I initially got into stenography by teaching myself Gregg Shorthand, a form of pen shorthand that was widely used in the United States before the computer age by court reporters and office secretaries who would take dictation and later type out the stenographic notes. I wanted to give myself an edge over my classmates who seemed to retain much more lecture material than I could.
During my time at UW, I witnessed a CART provider in one of my classes. I remember on the first day of classes, the professor's words popping up on a projected screen as fast as he spoke them. At first I thought it was some kind of highly advanced speech-recognition software. But alas, when I took a closer look, I noticed that a woman typing on a funny-looking keyboard was the one responsible for the nearly perfect captions of the teacher's speech.

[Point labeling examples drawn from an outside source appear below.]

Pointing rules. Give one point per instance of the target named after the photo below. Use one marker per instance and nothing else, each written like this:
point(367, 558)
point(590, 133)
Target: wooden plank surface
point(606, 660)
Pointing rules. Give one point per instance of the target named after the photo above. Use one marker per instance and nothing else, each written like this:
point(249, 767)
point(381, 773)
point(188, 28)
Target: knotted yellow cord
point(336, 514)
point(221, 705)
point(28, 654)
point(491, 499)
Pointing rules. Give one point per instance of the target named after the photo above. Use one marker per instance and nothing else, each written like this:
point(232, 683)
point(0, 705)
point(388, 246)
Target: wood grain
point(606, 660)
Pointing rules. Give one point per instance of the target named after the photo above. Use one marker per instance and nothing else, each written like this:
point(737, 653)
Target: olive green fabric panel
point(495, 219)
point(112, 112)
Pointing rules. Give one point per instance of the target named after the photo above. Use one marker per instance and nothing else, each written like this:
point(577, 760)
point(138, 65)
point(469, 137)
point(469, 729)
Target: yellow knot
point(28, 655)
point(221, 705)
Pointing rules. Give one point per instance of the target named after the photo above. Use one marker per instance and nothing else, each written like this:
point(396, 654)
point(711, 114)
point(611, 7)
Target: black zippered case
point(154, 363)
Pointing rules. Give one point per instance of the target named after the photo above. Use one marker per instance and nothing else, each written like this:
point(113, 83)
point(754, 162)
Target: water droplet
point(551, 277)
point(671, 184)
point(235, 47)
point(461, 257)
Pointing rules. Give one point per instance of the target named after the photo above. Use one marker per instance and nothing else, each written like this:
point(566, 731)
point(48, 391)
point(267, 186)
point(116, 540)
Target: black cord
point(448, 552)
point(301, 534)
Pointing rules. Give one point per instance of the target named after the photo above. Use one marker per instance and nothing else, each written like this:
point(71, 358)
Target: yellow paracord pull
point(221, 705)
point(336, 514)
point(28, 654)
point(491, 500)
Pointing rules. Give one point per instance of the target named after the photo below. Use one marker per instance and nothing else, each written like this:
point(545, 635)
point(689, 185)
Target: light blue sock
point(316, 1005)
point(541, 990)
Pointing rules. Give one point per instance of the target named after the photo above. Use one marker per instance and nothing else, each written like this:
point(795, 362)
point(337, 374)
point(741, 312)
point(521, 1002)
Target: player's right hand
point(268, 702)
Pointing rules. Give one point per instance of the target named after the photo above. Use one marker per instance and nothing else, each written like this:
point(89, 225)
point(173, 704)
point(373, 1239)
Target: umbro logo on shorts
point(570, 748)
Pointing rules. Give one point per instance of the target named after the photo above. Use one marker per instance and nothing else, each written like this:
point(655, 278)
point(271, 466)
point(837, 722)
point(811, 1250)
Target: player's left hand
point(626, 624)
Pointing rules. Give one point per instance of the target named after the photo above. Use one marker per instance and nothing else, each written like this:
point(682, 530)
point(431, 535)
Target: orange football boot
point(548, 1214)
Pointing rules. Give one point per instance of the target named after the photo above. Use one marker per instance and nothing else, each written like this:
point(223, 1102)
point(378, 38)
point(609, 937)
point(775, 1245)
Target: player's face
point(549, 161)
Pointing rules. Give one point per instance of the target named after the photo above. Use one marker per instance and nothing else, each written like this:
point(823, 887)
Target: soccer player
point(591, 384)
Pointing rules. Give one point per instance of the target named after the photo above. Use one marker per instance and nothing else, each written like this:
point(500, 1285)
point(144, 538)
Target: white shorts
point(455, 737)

After a little investigation, I found out that the system was a form of shorthand not unlike Gregg. But because it was digital, the translation of the shorthand symbols back into English could be completely automatized, translated in real time by a computer. Immediately intrigued, I went home and researched the equipment and software required to write computerized stenography and I quickly realized that all the equipment was way too expensive for a mildly-interested hobbyist such as myself.
While researching on various steno-related websites, I came across Plover, a project whose goal it was to develop free and open-source stenographic software for the masses. Back then it was still in its early stages, but I got in contact with the founder of the project, Mirabai Knight, who is also a CART provider.
After a little while, the first build of Plover was released and as soon as I started experimenting with it, writing rudimentary chords, and making the words pop up on the screen. I was hooked. This happened during a particularly tough time in my academic career as I was struggling in almost all my classes feeling psychologically, emotionally, and physically drained because of them. Feeling the ever-increasing futility of trying to pursue a career in the hard sciences, I send an email asking Mirabai for some details as to what it is like being a CART provider (hours, wage, training time, equipment). When I found out that one could make a very decent wage as a CART provider/shorthand reporter, I immediately switched majors and began my teaching myself to become a realtime stenographer.